Created attachment 96955 [details]
In order to monitor our experiments we usually create PDF files using python matplotlib. Files open very fast on Debian Squeeze with evince 2.30.3-2+squeeze1 and poppler 0.12.4-1.2.
We have recently started to upgrade our machines from squeeze to wheezy but we had to stop because the PDF files can no longer be opened, evince consumes a lot of CPU and memory. We have also tried with okular but the problem is still there which makes us think that might be a poppler issue.
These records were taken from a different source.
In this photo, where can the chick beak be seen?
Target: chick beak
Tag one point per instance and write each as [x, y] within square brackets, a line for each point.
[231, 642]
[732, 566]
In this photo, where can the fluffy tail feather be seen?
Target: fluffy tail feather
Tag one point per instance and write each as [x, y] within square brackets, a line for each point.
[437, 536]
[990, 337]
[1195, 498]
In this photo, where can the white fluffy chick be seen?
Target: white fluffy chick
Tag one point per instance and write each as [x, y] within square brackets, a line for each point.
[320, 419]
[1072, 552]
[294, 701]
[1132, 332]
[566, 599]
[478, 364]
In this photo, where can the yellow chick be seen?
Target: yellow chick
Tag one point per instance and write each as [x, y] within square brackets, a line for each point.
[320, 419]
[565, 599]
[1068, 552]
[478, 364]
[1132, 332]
Evince version on Debian Wheezy is 3.4.0-3.1 and poppler version is 0.18.4-6.
I have just tested with evince 3.12.0-1 and poppler 0.24.5-2 and it is really slow also.
I attach an example file.
Created attachment 96961 [details]
profile of pdftoppm -png i04d_20140404_1836.pdf /tmp/x
For an additional data point, I have Fedora 20 with the mate desktop, and "atril" (the mate version of evince) is also very slow on this file while gs 9.14 opens it almost instantly. Fedora 20 has poppler 0.24.3.
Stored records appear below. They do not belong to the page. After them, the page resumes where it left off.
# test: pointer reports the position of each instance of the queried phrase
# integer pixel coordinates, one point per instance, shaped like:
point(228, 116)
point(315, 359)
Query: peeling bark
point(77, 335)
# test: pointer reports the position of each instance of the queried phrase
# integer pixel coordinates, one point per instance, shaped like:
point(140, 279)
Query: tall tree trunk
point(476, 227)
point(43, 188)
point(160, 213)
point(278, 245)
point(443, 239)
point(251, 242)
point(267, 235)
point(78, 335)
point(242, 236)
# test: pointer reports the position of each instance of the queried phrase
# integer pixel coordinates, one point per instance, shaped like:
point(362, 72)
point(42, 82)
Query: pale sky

pdftoppm is also slow, which might make this easier to debug because pdftoppm is easier to build than evince.
pdftops processes the file in under 1 second.
It might be related to rasterizing a lot of text in small fonts because evince and atril have to do that while pdftops can just pass the fonts through.
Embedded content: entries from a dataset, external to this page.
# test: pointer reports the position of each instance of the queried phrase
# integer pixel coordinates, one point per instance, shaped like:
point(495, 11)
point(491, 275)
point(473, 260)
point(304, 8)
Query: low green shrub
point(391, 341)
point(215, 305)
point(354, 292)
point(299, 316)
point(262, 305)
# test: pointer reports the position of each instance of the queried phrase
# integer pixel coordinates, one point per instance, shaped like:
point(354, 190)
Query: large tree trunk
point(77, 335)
pdftoppm and pdftocairo both fail with -jpeg but pdftoppm -png works although it is slow.
$ time /usr/bin/pdftoppm -png i04d_20140404_1836.pdf /tmp/x.ps
Here are the first few lines of a profile of the pdftoppm command above. I attached the full profile which I made from a git clone of the poppler from Feb 19, 2014.
% cumulative self self total
time seconds seconds calls s/call s/call name
62.62 16.99 16.99 749102576 0.00 0.00 Splash::pipeRunAARGB8(SplashPipe*)
22.71 23.15 6.16 31880 0.00 0.00 Splash::fillWithPattern(SplashPath*, bool, SplashPattern*, double)
2.65 23.87 0.72 1708951 0.00 0.00 SplashXPathScanner::renderAALine(SplashBitmap*, int*, int*, int, bool)
I suspect that the pattern fill is part of the font rasterization.
Adding "-aaVector no -aa no" reduces the time a little.
$ time /usr/bin/pdftoppm -aaVector no -aa no -png i04d_20140404_1836.pdf /tmp/x
There's something ultra weird, here qt4/tests/test-poppler-qt4 takes "only" 12 seconds while pdftoppm takes 50 seconds.
As far as i can remember they should be using the exact same codepaths.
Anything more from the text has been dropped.